Change Blindness and Open Science
By Tim Groenendyk
Alex Holcombe’s research tests the limits of the human brain to process multiple objects in a visual scene, uncovering why we experience ‘change blindness’. Holcombe also advocates ‘open science’ – making science transparent and available to all, not just those who can afford it.
“Change blindness reflects a limitation on visual cognition,” said Associate Professor Alex Holcombe.
“Because of how our mind deals with the flood of incoming sensory information we’re not able to notice changes in certain circumstances that we’re still discovering.”
An example of one of Holcombe’s experiments (done in collaboration with Professor Jun Saiki of Kyoto University) involves a ‘scene’ – repeating visual display – showing several hundred dots. Half of the dots are red and moving leftward and the other half are green and moving rightward. The dots change colour at the same time – all the greens turn red and vice versa. The goal is to detect any colour change in the scene.
“It’s like you’re aware of the forest but not the trees.
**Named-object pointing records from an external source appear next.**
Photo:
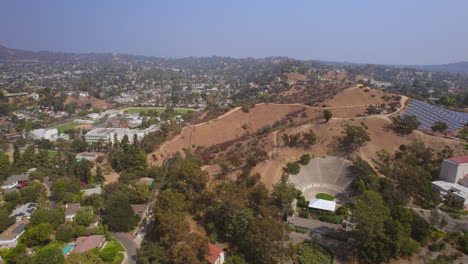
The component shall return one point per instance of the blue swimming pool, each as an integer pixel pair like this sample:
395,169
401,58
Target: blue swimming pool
67,249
Although all the dots (the trees) changed colour, the overall number (the forest) of reds and greens does not change, and somehow this prevents you from seeing the massive colour change.”
Holcombe’s experiments show how limited the cognitive system is and reveal what the perceptual system – which includes many areas of the brain – is doing automatically.
“It’s not easy for us to tease these things apart without creating these weird situations.
“These experiments show under what circumstances you cannot notice something we thought would be obvious.
“That helps us understand which incoming perceptual signals cognition automatically processes.”
Holcombe hopes his work will assist research into designing roads and subways in a way that people are more likely to notice dangers.
Recently Holcombe received a grant from the Templeton Foundation titled ‘New agendas for the study of time: Connecting the disciplines’ working with Sydney University philosophers Dr Dean Rickles, Dr. Kristie Mitchell, and Professor Huw Price – who also heads the Centre for Time.
Holcombe’s work on the speed of perception and cognition may help philosophers understand the experience of time.
“There is some potential for this type of research to inform philosophy.
“Instead of just arguing from their personal experience of time, philosophers may wish to consider the underlying mechanisms.”
Sharing his research is important to Holcombe. He believes research output shouldn’t be limited to expensive academic journals and advocates for projects and free online journals that encourage researchers to publish their work openly.
“The taxpayer pays for most of the research that’s done but doesn’t get to read the results because of the way science is traditionally published.
“The average taxpayer, business, or independent researcher isn’t going to subscribe to all these journals some of which cost over 20,000 dollars a year.
“So we need another publishing model.”
Holcombe also created an amusing text-to-speech video, ‘Scientist meets Publisher’, that illustrates this point.
Holcombe applauds the recent NHMRC announcement that from July, 2012 all articles arising from NHMRC research grants to be available publicly and free of charge within 12 months of publication.
However, Holcombe wants to go much further than that, with results appearing instantly.
“You’d do something we call ‘open science’.
“Ideally, every stage of the process - preparing, doing the experiments, writing the manuscript – would yield an automatic record posted online.
“Otherwise the publication process can take years. We don’t have that sort of time in certain areas - like climate change research.”
The largest obstacle for open science is garnering prestige, said Holcombe. Journals have an historical advantage over open science - but he believes that can change.
“Government agencies can help, because they can do things like the NHMRC has.
“As individual scientists we can’t fix it. We rely on mandates from those agencies otherwise it’s hard for us to make the choice to publish in outlets that don’t have historical prestige - because it disadvantages our career.”
“But if they require everyone to do it, then the prestige advantage of the journals is lost.”